The Man With the Almanac has his eye on you, Chicha.
– SlowLearner on gigaplexes for live theater:
I remember when George Lucas was suggesting in interviews that huge twenty-screen multi-plexes would actually be a good thing because the exhibitors would have to fill some of those screens with artier or foreign films. I thought this was a pretty stupid thing to say, as I regularly passed theaters with Gone In 60 Seconds on nine screens or whatever, but in the five years since then, at least in New York, Lucas’s prediction has been coming true. They can’t fill all those screens with Hollywood product, so I keep finding myself watching The Barbarian Invasions or something at the AMC 25 on 42nd Street, of all places.
I bring it up because…what if something similar, on a smaller scale, could work in regional theater. Maybe no one wants to buy complete subsription packages anymore. Maybe no one wants to leave the house to see a play by someone they’ve never heard of. Fine. But maybe if that unknown play was playing across the hall, or just down the stairs from where the umpteenth Dancing At Lughnasa is playing, and maybe if the crowds for each mingle a little bit after their shows…maybe a little bit of curiosity is aroused out of sheer proximity. As long as I’m here–what’s the thing in the little theater about anyway?…
– …something slant discovers that Brits and Yanks don’t punctuate the same way:
I didn’t even know that the rules were different until I was in grad school, and then, well, it was too late. [In undergrad I would consult the copy of whatever novel I was writing about (Austen, Woolf, Forster, Byatt) to refresh my memory about the “proper” rules and then despaired when I got them all wrong. So much for that.] For the record the punctuation goes inside the quotation marks if you’re using US rules, outside if you’re using British. Frankly, the British rules make more sense….
– From the Detroit News, yet another installment of Calling All Line Editors, or, Columns We Never Finished Reading:
I would not normally pick up a book written by a politician whose positions I don’t necessarily ascribe to….
– Reflections in D Minor wonders why Sir Malcolm Arnold’s Ninth Symphony, composed in 1992, “is not considered one of the greatest symphonies of all time.” So do I. (I also rank it with Sibelius’ Fourth and Shostakovich’s Fourteenth Symphonies as one of the saddest symphonies of all time.)

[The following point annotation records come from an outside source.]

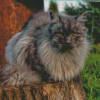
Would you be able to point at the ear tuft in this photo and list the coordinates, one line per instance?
(52, 15)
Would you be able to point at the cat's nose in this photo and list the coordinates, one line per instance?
(67, 43)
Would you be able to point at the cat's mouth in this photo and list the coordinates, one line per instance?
(64, 48)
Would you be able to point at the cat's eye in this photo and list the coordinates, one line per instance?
(60, 34)
(74, 34)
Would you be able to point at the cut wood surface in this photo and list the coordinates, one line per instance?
(71, 90)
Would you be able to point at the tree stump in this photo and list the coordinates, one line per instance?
(69, 90)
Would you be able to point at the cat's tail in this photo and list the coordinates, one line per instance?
(12, 76)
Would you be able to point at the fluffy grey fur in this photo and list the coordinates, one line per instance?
(36, 53)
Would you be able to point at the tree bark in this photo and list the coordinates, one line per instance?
(69, 90)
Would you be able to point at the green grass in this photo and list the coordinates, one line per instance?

– Instapundit wins the Alexander Pope “But Ne’er So Well Expressed” Prize for Pithiest Sentence Blogged in the Month of April:
George Washington is an icon, and like most icons, he has attracted attention mostly from iconoclasts.
– Johnny Apple has been eating hot dogs in Chicago on the New York Times‘ tab:
But no place else this side of Frankfurt has a frankfurter stand every three or four blocks, as Chicago does. And no other place anywhere has a catechism of condiments as rigorously defined as Chicago’s. A proper Chicago hot dog must be served on a warmed poppy-seed bun (preferably from Rosen’s bakery). It must be dressed with a crisp pickle spear, a sweetish fluorescent green relish, a slice or wedge of raw tomato, some chopped onions (or very occasionally grilled onions), a dab or two of yellow mustard, a dusting of celery salt and two or three hot little green chilies, which Chicagoans for some reason always call sport peppers….
Memo to OGIC: discuss. Memo to self: I want this man’s job.
– Finally, Return of the Reluctant pays a visit to Fantasy Island, inspired by a Washington Post story about “turf wars” and “low-level spats” in the blogosphere:
NEW YORK (AP): Lit blogger Edward Champion was announced as Maud Newton’s bitch last night. Mr. Champion, who lost his right to blog about literature shortly after being beaten to a pulp by Ron Hogan in a backalley brawl last April, had long been targeted by the Final Three: Sarah Weinman, Jessa Crispin and Newton.
Mr. Champion’s hair has been shaven off and his limbs have been replaced by QWERTY keyboards connected to Google News. Newton and her gang plan to use Mr. Champion as either a modular bookshelf or a footstool….
Don’t get your hopes up, Ed. Supermaud can rest her feet on my forehead any old time.